Researchers have developed a small molecule drug that prevents weight gain and harmful liver changes in mice fed a high-sugar, high-fat Western diet for life.
“When we give the mice this drug for a short time, they start to lose weight, and they all get thin,” said Dr. Madesh Muniswamy, MD, professor of medicine at the Joe R. and Teresa Lozano Long School of Medicine at the University of Texas School of Medicine at San Antonio.
The findings, by researchers from the University of Texas as well as the University of Pennsylvania and Cornell University, are published in the journal Cell Reports.
The research team discovered the drug by exploring how magnesium affects metabolism, which is the production and consumption of energy in cells. This energy, called ATP, fuels the body’s processes.
Magnesium plays many key roles in good health, including regulating blood sugar and blood pressure and building bone. But researchers have found that too much magnesium slows energy production in the mitochondria, which are the power stations for cells, where they take in nutrients and make energy that the rest of the cell can use.
“He’s hitting the brakes, he’s slowing down,” said co-lead author Travis R. Madaris, a doctoral student in Muniswamy’s lab at the University of Texas School of Medicine at San Antonio.
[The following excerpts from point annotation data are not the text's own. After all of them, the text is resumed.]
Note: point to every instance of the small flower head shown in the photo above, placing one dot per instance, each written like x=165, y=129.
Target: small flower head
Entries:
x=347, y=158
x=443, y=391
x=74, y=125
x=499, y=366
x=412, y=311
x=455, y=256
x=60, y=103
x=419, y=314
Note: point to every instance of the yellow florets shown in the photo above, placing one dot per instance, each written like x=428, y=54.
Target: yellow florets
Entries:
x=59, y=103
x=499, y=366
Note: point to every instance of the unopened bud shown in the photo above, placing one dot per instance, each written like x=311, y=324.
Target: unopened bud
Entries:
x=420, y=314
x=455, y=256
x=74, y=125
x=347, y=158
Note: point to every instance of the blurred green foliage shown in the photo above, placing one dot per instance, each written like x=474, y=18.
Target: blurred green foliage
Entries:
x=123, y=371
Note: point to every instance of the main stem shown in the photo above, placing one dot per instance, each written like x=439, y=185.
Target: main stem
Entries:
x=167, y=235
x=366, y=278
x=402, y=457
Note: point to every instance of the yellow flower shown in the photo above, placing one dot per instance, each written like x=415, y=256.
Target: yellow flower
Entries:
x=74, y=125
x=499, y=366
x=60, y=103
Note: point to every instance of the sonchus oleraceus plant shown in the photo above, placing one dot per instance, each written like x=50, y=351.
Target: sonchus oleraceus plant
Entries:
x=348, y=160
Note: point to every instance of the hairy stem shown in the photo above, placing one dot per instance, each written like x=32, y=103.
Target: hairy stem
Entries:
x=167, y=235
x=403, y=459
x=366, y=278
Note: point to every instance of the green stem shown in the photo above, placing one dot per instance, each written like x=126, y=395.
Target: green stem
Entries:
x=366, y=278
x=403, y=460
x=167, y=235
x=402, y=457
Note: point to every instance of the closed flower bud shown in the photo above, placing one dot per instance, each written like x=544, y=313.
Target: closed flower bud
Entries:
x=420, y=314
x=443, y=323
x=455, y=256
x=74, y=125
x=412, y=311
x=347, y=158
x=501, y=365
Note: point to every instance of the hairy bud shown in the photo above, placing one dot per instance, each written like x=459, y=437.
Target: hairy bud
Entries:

Deletion of MRS2, a gene that promotes the transport of magnesium into the mitochondria, led to more efficient metabolism of sugar and fat in power plants. The result: slim, healthy mice.
The rodents’ liver and fat tissue showed no evidence of fatty liver disease, a complication related to poor diet, obesity and type 2 diabetes.
The drug, which the researchers called CPACC, achieves similar results, restricting the amount of magnesium transported to the power plants.
And in the experiments, the result was again: skinny, healthy mice. With that, the University of Texas School of Medicine at San Antonio filed a patent application on the drug.
The mice served as a model system for long-term nutritional stress precipitated by a Western diet high in calories, sugar and fat. Common results of this stress are obesity, type 2 diabetes and cardiovascular complications.
“Reducing mitochondrial magnesium attenuated the harmful effects of prolonged nutritional stress,” said co-lead author Manigandan Venkatesan, a postdoctoral fellow in Muniswamy’s lab.
Muniswamy explained, “These results are the result of several years of work. A drug that can reduce the risk of cardiovascular diseases such as heart attack and stroke, as well as reduce the incidence of liver cancer that can follow fatty liver disease, will have a significant impact.” We will continue to develop it.”